Table 2. Altitude axis measurements before and after the wind baffle shimming operation.
 
 
Telescope Assembly 
Wind Baffle Assembly 
North Fork
(in) 
South Fork 
(in) 
Elevation
Change
(N to S)
(in)
North Fork 
(in)
South Fork 
(in)
Elevation
Change
(N to S)
(in) 
Before shimming 107.111 107.093 0.018 107.120 106.903 0.217
After shimming 107.111 107.087 0.024 107.112 107.090 0.022
 

Once the shimming operation was complete, the wind baffle horizontal axis was checked again for horizontal parallelism with the telescope axis. The final measurements revealed that the wind baffle horizontal axis is not coaxial to the telescope horizontal axis by 0.020" counterclockwise.
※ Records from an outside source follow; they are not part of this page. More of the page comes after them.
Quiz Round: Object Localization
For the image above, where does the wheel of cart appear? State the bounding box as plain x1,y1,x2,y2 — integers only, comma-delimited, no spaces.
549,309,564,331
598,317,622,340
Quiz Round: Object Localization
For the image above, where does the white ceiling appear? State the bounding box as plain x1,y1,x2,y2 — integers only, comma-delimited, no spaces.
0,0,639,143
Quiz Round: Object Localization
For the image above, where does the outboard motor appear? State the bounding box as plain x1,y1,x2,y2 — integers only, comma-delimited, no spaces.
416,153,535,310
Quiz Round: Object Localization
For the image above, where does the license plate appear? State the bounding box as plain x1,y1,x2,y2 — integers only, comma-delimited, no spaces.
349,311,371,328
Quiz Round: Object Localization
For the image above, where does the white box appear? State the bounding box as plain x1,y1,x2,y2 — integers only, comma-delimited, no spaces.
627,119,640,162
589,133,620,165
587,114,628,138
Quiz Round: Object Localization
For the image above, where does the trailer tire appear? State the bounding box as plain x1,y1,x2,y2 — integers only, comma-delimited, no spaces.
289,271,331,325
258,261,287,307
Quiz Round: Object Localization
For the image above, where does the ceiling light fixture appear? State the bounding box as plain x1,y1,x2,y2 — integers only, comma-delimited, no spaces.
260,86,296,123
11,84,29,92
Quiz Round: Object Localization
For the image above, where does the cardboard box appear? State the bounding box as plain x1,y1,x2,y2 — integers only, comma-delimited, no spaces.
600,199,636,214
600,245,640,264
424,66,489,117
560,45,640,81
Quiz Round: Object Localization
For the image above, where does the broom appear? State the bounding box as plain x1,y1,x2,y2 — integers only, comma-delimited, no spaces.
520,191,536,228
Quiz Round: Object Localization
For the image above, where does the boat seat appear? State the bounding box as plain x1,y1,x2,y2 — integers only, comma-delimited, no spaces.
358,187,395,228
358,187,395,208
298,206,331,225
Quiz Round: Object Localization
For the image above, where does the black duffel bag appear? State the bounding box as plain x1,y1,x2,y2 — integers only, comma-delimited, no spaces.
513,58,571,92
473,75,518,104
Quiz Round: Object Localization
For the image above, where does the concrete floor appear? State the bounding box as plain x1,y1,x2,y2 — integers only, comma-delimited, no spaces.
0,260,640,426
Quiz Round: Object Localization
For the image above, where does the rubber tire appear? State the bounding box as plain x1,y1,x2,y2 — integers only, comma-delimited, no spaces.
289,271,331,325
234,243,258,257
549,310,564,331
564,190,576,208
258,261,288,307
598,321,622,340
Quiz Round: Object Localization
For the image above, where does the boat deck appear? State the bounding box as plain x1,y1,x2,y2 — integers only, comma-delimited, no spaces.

Since the telescope and wind baffle horizontal axes were reasonably well aligned in azimuth, the telescope alignment clamp was re-adjusted to maintain the proper rotational alignment between the telescope and wind baffle.  Before the telescope azimuth brake was released, the female portion of the alignment clamp (that piece affixed to the telescope fork) was loosened and the clamp actuated several times.  The actuating action caused the female portion to center itself on the clamp actuator arm.   Once the female part had found its center, the bolts were tightened to fasten the part to the telescope fork.  The part is now ready to be pinned in place.
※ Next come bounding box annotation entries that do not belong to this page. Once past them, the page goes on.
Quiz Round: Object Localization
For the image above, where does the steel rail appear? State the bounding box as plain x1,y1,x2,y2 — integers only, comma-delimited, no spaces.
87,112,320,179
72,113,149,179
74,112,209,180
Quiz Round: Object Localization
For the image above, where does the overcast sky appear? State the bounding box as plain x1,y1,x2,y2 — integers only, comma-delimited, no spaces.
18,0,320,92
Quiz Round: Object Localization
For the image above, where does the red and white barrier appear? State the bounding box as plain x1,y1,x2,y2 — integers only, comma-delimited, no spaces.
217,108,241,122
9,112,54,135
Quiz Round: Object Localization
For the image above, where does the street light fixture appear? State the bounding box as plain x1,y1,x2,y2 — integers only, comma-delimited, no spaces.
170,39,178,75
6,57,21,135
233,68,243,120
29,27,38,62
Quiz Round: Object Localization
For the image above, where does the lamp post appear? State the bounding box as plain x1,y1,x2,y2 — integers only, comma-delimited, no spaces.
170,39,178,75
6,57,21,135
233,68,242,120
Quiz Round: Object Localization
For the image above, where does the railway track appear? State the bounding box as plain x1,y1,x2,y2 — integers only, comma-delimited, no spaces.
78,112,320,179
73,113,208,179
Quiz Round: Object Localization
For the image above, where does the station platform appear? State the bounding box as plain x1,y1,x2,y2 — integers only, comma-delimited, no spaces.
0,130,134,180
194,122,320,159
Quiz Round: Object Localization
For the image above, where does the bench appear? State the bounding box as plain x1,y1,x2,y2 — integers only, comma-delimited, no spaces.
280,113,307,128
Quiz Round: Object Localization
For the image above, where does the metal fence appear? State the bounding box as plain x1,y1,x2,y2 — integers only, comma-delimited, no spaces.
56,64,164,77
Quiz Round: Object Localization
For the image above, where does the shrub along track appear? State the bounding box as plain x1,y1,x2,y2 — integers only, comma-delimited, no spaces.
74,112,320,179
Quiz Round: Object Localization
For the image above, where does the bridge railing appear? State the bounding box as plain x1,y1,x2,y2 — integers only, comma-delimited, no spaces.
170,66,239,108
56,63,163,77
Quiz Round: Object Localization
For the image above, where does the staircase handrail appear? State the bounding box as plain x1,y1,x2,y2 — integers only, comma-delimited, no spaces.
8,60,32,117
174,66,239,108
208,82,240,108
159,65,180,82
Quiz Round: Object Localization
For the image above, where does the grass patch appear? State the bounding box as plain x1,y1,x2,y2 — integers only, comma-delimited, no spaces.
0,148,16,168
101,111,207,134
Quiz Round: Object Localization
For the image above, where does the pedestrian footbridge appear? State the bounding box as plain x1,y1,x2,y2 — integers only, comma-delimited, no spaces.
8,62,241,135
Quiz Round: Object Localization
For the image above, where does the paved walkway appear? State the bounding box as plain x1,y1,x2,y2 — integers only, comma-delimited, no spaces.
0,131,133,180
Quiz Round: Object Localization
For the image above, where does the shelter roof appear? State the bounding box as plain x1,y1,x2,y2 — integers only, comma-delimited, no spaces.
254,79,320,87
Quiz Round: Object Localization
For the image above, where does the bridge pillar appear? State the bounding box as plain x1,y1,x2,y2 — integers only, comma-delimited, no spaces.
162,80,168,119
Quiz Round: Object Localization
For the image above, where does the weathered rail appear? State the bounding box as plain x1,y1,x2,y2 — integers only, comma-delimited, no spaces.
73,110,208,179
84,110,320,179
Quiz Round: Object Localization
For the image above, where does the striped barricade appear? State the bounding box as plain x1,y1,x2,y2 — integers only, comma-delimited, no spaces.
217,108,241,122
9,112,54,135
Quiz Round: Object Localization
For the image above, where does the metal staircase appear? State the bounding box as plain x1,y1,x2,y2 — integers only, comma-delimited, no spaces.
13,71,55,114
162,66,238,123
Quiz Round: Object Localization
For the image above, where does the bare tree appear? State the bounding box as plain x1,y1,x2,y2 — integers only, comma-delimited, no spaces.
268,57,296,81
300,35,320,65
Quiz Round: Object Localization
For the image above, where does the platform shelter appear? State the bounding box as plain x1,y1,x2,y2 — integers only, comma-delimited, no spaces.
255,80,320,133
3)  After shimming was complete, elevation measurements were made at each of the wind baffle mounting surfaces to determine the flatness of the wind baffle frame.  As a point of reference, elevation measurements were also made on the flat edge of the telescope altitude drive disks, i.e., the flat side of the semi-circular disks.  All measurements were made with the telescope pointed at zenith.  The results of these measurements are shown in Figure 4.

wpe1.jpg (20363 bytes)
Figure 4.  Elevation measurements of the wind baffle mounting pads
and the telescope altitude drive discs.
 

4) The final measurement effort involved observing the offsets of the string line that was installed on day 1 across the top of the  wind baffle frame w.r.t. the mechanical center of rotation of the vertical axis of the telescope. With the telescope in its stow position, the intersection of the string lines (by estimation only) lies north 0.022" and west 0.066". Rotating the telescope 180 degrees, the string line lies south 0.044" and east 0.088" from the vertical axis of rotation of the telescope.   Averaging these values defines the center of rotation of the wind baffle w.r.t. the telescope vertical axis of rotation. This point lies south 0.011" and east 0.022" with an accuracy of +/- 0.044".
 
 

CONCLUSIONS AND RECOMMENDATIONS:

With the exception of the 0.190" shim applied to the south bearing cap of the wind baffle and the apparent Rotator offset of 0.072" to the north and west of the mechanical rotation of the vertical axis of the telescope, the overall alignment integrity of the telescope and wind baffle structure appears to be in good shape.

The amount of work involved for this project was too great for the 2.5 days allotted for it. As it was, we extended the trip to 3 full days to complete the task. However, there was no time for any quality control or final checks of the shimming for various rotations about the vertical axis. I would recommend that this be done at some point. I would also recommend that alignment be incorporated into the design and construction of any future telescopes in order to avoid having to accept less than optimum targeting and accessibility.

I would like to thank Angela Prosapio, Steve Bastian, and Jon Davis for their long hours of effort and assistance to complete this task. I would also like to thank the alignment crew chief Chuck Wilson for his long hours of dedicated measurements and George Wojcik for his quality control checks of the computations.